Chlamydia trachomatis infection is considered to be one of the most common sexually transmitted diseases. It is currently unclear whether chlamydial infection causes pathological conditions of the male accessory glands has consequences for male infertility. To determine the frequency of C. trachomatis Infection among infertile men with leukocytospermia using different diagnostic techniques such as the detection of secretory IgA antibodies (Abs) in seminal plasma by enzyme-linked immunosorbent assay (ELISA), plasmid DNA by polymerase chain reaction (PCR) and direct detection of elementary body by flowcytometric analysis in seminal fluid. To assess the relationship between C. trachomatis infection and semen quality hence male infertility. Seventy five infertile male patients with leukocytospermia and 25 apparently healthy age matched fertile men were included as controls. Routine semen analysis and LeucoScreen test were done for each patient and control. Detection of C. trachomatis secretory IgA in seminal plasma by ELISA and detection of plasmid DNA by PCR and elementary body by flowcytometric analysis in semen samples were performed. Primary and secondary infertility were detected in 55 (73.3%) and 20 (26.7%) of patients, respectively. Sperm concentration and sperm motility (A+B) were statistically significant lower in patients with leucocytospermia than control group (P < 0.0001). Sperm concentration in patients with pus cells more than 3 x 10(6)/ml was statistically significant lower than those with pus cells less than 2 x 10(6) /ml. ELISA-detected IgA Abs against C. trachomatis in patients seminal plasma were positive in 20 (26.7%) and equivocal in 5 (6.6%) patients. Flowcytometric analysis of semen sample for C. trachomatis was positive in 35 (46.6%) patients and C. trachomatis plasmid DNA detection by PCR was positive in 23 (30.7%) patients. In conclusions, Detection of C. trachomatis antibodies of IgA type by ELISA in seminal plasma appears to be as specific as PCR in diagnosis of C. trachomatis in seminal fluid. High detection rate of C. trachomatis by flowcytometry was observed. Concerning the effect of C. trachomatis on routine semen characteristics, no significant obvious changes could be detected. Further studies for the assessment of sperm viability and DNA integrity are recommended.

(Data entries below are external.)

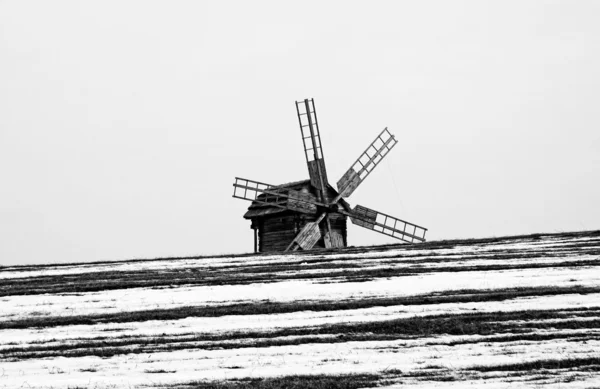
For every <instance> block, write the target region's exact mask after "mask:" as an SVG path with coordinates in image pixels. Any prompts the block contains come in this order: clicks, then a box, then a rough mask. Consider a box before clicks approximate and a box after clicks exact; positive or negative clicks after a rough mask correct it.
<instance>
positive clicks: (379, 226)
mask: <svg viewBox="0 0 600 389" xmlns="http://www.w3.org/2000/svg"><path fill="white" fill-rule="evenodd" d="M342 213H344V214H346V215H348V216H350V220H352V223H353V224H356V225H357V226H361V227H364V228H367V229H369V230H373V231H377V232H379V233H382V234H384V235H388V236H391V237H394V238H396V239H400V240H403V241H405V242H409V243H414V242H415V241H417V242H425V233H426V232H427V228H424V227H421V226H418V225H416V224H413V223H410V222H407V221H405V220H402V219H398V218H396V217H393V216H390V215H386V214H385V213H381V212H377V211H374V210H372V209H369V208H367V207H363V206H362V205H357V206H356V207H354V209H353V210H352V212H350V213H348V212H346V211H342Z"/></svg>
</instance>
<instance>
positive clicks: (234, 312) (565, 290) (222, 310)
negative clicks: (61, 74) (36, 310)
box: [0, 286, 600, 329]
mask: <svg viewBox="0 0 600 389" xmlns="http://www.w3.org/2000/svg"><path fill="white" fill-rule="evenodd" d="M576 293H578V294H590V293H600V286H599V287H584V286H570V287H559V288H557V287H537V288H506V289H494V290H472V289H467V290H457V291H452V292H451V293H445V294H443V295H442V294H439V293H433V294H428V295H419V296H408V297H395V298H371V299H361V300H346V301H300V302H292V303H271V302H257V303H247V304H232V305H221V306H195V307H180V308H170V309H156V310H145V311H137V312H119V313H113V314H97V315H81V316H51V317H30V318H27V319H22V320H15V321H6V322H0V329H11V328H13V329H16V328H30V327H57V326H65V325H91V324H98V323H131V322H139V321H148V320H178V319H183V318H186V317H219V316H227V315H265V314H277V313H291V312H301V311H314V312H324V311H339V310H349V309H362V308H372V307H389V306H397V305H428V304H443V303H470V302H483V301H502V300H509V299H514V298H519V297H534V296H551V295H560V294H576Z"/></svg>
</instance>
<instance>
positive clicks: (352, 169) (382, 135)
mask: <svg viewBox="0 0 600 389" xmlns="http://www.w3.org/2000/svg"><path fill="white" fill-rule="evenodd" d="M396 143H398V141H397V140H396V138H395V137H394V135H392V134H391V133H390V132H389V131H388V129H387V127H386V128H384V129H383V131H381V133H380V134H379V135H378V136H377V138H375V140H374V141H373V142H372V143H371V144H370V145H369V147H367V149H366V150H365V152H364V153H362V154H361V155H360V157H358V159H357V160H356V162H354V164H352V166H350V169H348V171H347V172H346V173H345V174H344V175H343V176H342V178H340V180H339V181H338V182H337V187H338V192H339V193H340V196H342V197H348V196H350V195H351V194H352V193H353V192H354V190H356V188H357V187H358V186H359V185H360V184H361V183H362V182H363V181H364V180H365V178H367V176H368V175H369V174H371V172H372V171H373V169H374V168H375V166H377V165H378V164H379V162H381V160H382V159H383V157H385V156H386V155H387V154H388V153H389V151H390V150H391V149H392V148H393V147H394V146H395V145H396Z"/></svg>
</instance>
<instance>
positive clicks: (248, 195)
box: [233, 177, 326, 213]
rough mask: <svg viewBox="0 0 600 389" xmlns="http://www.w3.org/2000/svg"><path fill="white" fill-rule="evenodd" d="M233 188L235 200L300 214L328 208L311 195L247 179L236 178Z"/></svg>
mask: <svg viewBox="0 0 600 389" xmlns="http://www.w3.org/2000/svg"><path fill="white" fill-rule="evenodd" d="M233 188H234V189H233V197H235V198H238V199H242V200H248V201H253V202H258V203H262V204H266V205H271V206H274V207H279V208H283V209H289V210H293V211H298V212H304V213H315V212H316V211H317V206H323V207H325V206H326V204H323V203H320V202H317V201H315V200H313V198H312V195H311V194H309V193H302V192H299V191H297V190H292V189H286V188H277V187H274V186H273V185H269V184H265V183H262V182H258V181H252V180H248V179H245V178H239V177H236V178H235V182H234V184H233Z"/></svg>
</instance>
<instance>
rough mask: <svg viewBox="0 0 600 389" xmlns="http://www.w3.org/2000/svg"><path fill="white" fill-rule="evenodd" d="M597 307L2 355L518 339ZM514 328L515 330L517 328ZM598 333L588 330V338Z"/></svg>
mask: <svg viewBox="0 0 600 389" xmlns="http://www.w3.org/2000/svg"><path fill="white" fill-rule="evenodd" d="M599 314H600V309H596V310H581V309H580V310H576V309H569V310H545V311H519V312H494V313H472V314H459V315H439V316H431V317H413V318H405V319H395V320H388V321H379V322H366V323H351V324H346V323H344V324H334V325H324V326H320V327H315V328H287V329H281V330H276V331H270V332H260V331H250V332H233V333H227V334H219V335H207V334H202V333H197V334H187V335H182V336H156V337H147V336H129V337H118V336H117V337H114V338H111V337H103V338H101V339H82V340H81V341H79V342H75V343H69V344H60V345H29V346H27V347H13V348H10V349H5V350H0V359H8V360H19V359H30V358H48V357H57V356H62V357H81V356H88V355H94V356H100V357H110V356H113V355H119V354H126V353H145V352H148V353H150V352H157V351H174V350H182V349H209V350H210V349H236V348H246V347H271V346H284V345H298V344H307V343H343V342H349V341H374V340H395V339H407V338H409V339H414V338H415V337H417V338H418V337H430V336H433V335H442V334H449V335H475V334H477V335H492V334H502V333H504V334H506V335H505V336H504V337H498V338H495V339H481V340H479V341H481V342H485V343H489V342H510V341H518V340H531V341H542V340H550V339H560V338H564V337H565V335H564V334H537V333H534V332H535V331H537V330H539V329H586V328H589V329H598V328H600V319H594V320H576V319H572V320H564V321H561V322H551V323H544V322H543V321H542V322H537V323H525V324H524V325H523V324H520V323H519V324H515V323H512V322H511V321H515V320H525V321H527V320H544V319H557V318H563V319H565V318H572V317H573V316H575V315H576V316H578V317H585V316H597V315H599ZM515 333H516V334H515ZM317 335H333V336H334V337H333V338H332V337H328V338H325V339H324V338H320V337H317ZM289 336H299V337H302V338H293V339H289V338H288V339H286V338H284V337H289ZM582 337H583V335H573V336H571V337H570V338H572V339H573V340H574V341H575V340H581V338H582ZM592 338H594V339H595V338H598V336H587V337H586V338H585V339H586V340H589V339H592ZM232 340H242V341H244V343H231V342H230V341H232ZM191 342H210V343H209V344H206V345H202V346H200V345H197V344H191ZM475 342H477V341H458V342H455V343H453V344H449V345H456V344H461V343H475Z"/></svg>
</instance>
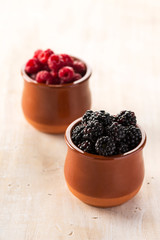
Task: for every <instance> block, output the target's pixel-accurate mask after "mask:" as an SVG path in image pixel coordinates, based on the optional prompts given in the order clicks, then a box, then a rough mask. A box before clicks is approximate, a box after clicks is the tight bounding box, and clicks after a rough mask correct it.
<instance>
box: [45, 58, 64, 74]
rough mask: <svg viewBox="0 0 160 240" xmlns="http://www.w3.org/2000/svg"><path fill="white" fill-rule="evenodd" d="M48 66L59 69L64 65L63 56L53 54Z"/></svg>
mask: <svg viewBox="0 0 160 240" xmlns="http://www.w3.org/2000/svg"><path fill="white" fill-rule="evenodd" d="M48 66H49V68H50V69H51V70H55V71H58V70H59V69H60V68H61V67H62V66H63V62H62V59H61V57H60V56H59V55H56V54H52V55H51V56H50V57H49V59H48Z"/></svg>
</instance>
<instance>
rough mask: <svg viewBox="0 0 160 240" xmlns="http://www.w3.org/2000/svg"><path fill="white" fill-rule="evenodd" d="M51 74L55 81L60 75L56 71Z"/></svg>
mask: <svg viewBox="0 0 160 240" xmlns="http://www.w3.org/2000/svg"><path fill="white" fill-rule="evenodd" d="M50 74H51V75H52V77H53V78H54V79H56V78H57V77H58V73H57V72H56V71H54V70H52V71H51V72H50Z"/></svg>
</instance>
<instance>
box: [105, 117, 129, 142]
mask: <svg viewBox="0 0 160 240" xmlns="http://www.w3.org/2000/svg"><path fill="white" fill-rule="evenodd" d="M105 130H106V135H107V136H110V137H112V138H114V140H115V141H116V142H117V141H121V140H122V139H123V138H125V136H126V128H125V127H124V126H122V125H121V124H118V123H117V122H113V123H112V125H111V126H109V127H106V129H105Z"/></svg>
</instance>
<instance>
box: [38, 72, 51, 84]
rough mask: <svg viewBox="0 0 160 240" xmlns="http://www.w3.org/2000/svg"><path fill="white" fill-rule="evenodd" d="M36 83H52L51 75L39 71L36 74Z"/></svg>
mask: <svg viewBox="0 0 160 240" xmlns="http://www.w3.org/2000/svg"><path fill="white" fill-rule="evenodd" d="M36 81H37V82H38V83H46V81H52V75H51V74H50V73H49V72H47V71H40V72H39V73H37V76H36Z"/></svg>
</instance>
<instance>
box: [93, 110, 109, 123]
mask: <svg viewBox="0 0 160 240" xmlns="http://www.w3.org/2000/svg"><path fill="white" fill-rule="evenodd" d="M93 120H97V121H99V122H101V123H102V124H103V126H109V125H111V124H112V117H111V115H110V114H109V113H106V112H105V111H104V110H100V111H96V112H94V114H93Z"/></svg>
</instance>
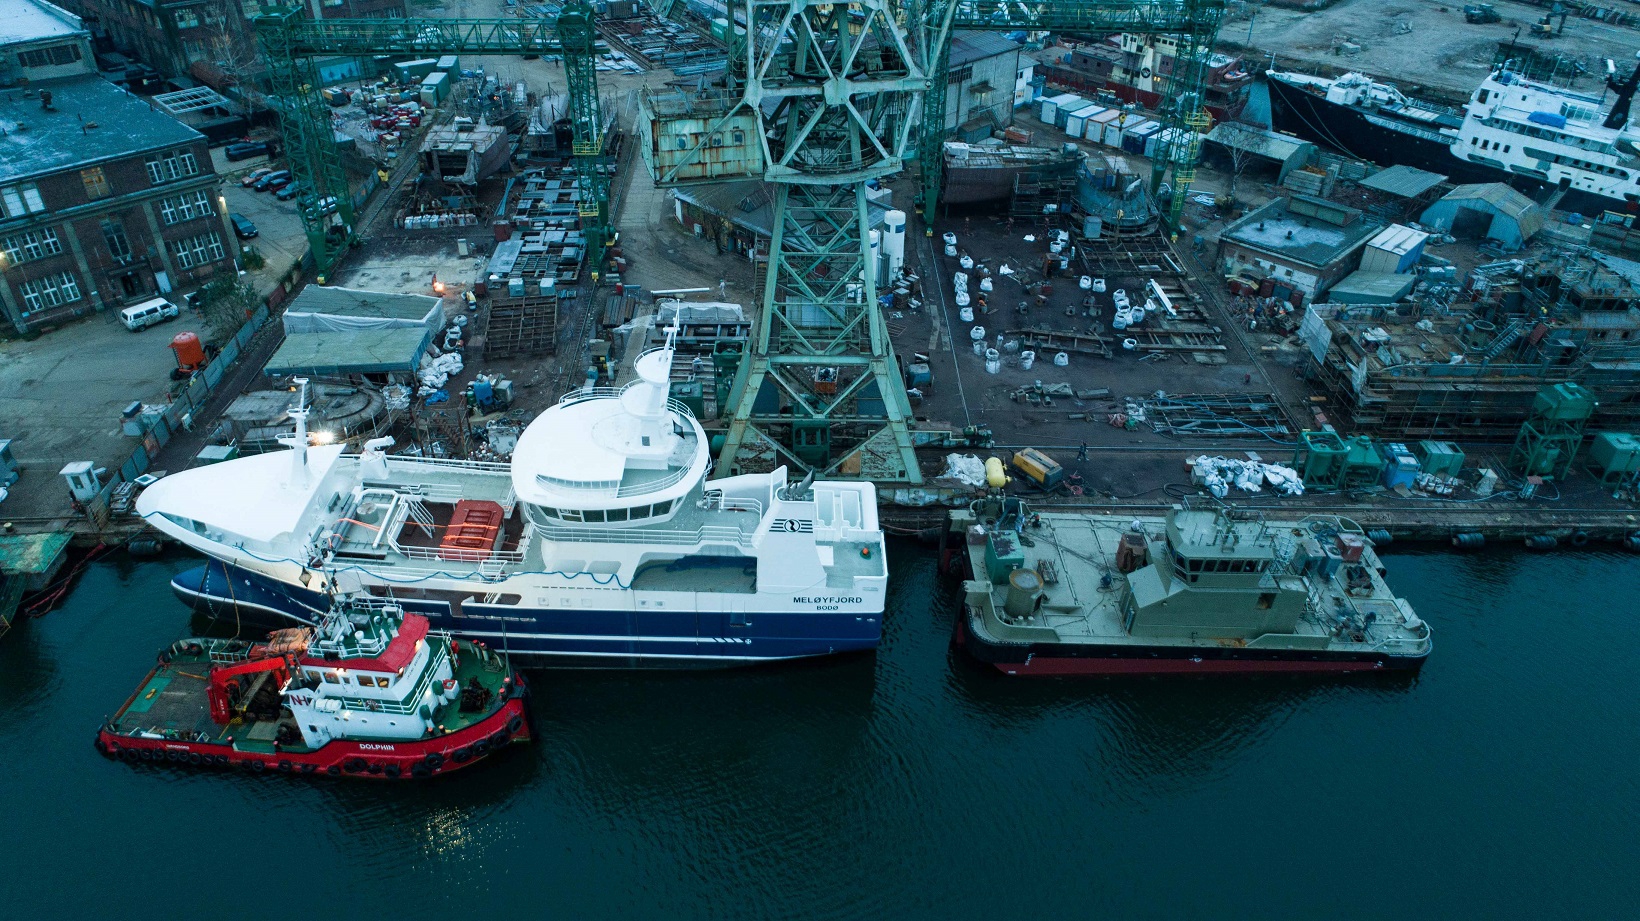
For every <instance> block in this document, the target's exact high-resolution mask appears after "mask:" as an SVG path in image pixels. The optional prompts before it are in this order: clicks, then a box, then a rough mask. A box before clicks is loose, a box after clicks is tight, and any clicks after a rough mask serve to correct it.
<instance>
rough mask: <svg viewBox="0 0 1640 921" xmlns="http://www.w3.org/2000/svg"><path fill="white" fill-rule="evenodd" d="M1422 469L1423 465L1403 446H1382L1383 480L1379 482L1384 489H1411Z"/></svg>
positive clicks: (1416, 458)
mask: <svg viewBox="0 0 1640 921" xmlns="http://www.w3.org/2000/svg"><path fill="white" fill-rule="evenodd" d="M1422 469H1424V465H1422V464H1419V459H1417V457H1414V456H1412V452H1410V451H1407V446H1405V444H1399V442H1397V444H1386V446H1384V479H1383V480H1381V482H1383V483H1384V487H1386V488H1391V490H1392V488H1396V487H1412V483H1414V482H1417V479H1419V470H1422Z"/></svg>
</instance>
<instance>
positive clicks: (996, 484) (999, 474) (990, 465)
mask: <svg viewBox="0 0 1640 921" xmlns="http://www.w3.org/2000/svg"><path fill="white" fill-rule="evenodd" d="M986 485H987V487H991V488H994V490H1000V488H1002V487H1005V485H1009V475H1007V474H1004V472H1002V459H1000V457H986Z"/></svg>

沙眼衣原体感染被认为是最常见的性传播疾病之一。目前尚不清楚衣原体感染是否会导致男性附属腺的病理状况,以及是否会对男性不育产生影响。为了使用不同的诊断技术,如通过酶联免疫吸附测定(ELISA)检测精浆中的分泌型IgA抗体(Abs)、通过聚合酶链反应(PCR)检测质粒DNA以及通过流式细胞术分析直接检测精液中的原体,来确定白细胞精子症不育男性中沙眼衣原体感染的频率。以评估沙眼衣原体感染与精液质量以及男性不育之间的关系。纳入75例白细胞精子症不育男性患者和25例年龄匹配的明显健康的可育男性作为对照。对每位患者和对照进行常规精液分析和白细胞筛选试验。通过ELISA检测精浆中沙眼衣原体的分泌型IgA,通过PCR检测质粒DNA,并通过流式细胞术分析精液样本中的原体。患者中分别检测到原发性不育55例(73.3%)和继发性不育20例(26.7%)。白细胞精子症患者的精子浓度和精子活力(A+B)在统计学上显著低于对照组(P<0.0001)。脓细胞超过3×10⁶/ml的患者精子浓度在统计学上显著低于脓细胞少于2×10⁶/ml的患者。ELISA检测患者精浆中抗沙眼衣原体的IgA抗体,20例(26.7%)呈阳性,5例(6.6%)为可疑阳性。精液样本沙眼衣原体的流式细胞术分析,35例(46.6%)患者呈阳性,PCR检测沙眼衣原体质粒DNA,23例(30.7%)患者呈阳性。结论:通过ELISA检测精浆中IgA型沙眼衣原体抗体在诊断精液中沙眼衣原体方面似乎与PCR一样具有特异性。观察到流式细胞术检测沙眼衣原体的检出率较高。关于沙眼衣原体对常规精液特征的影响,未检测到明显的显著变化。建议进一步研究评估精子活力和DNA完整性。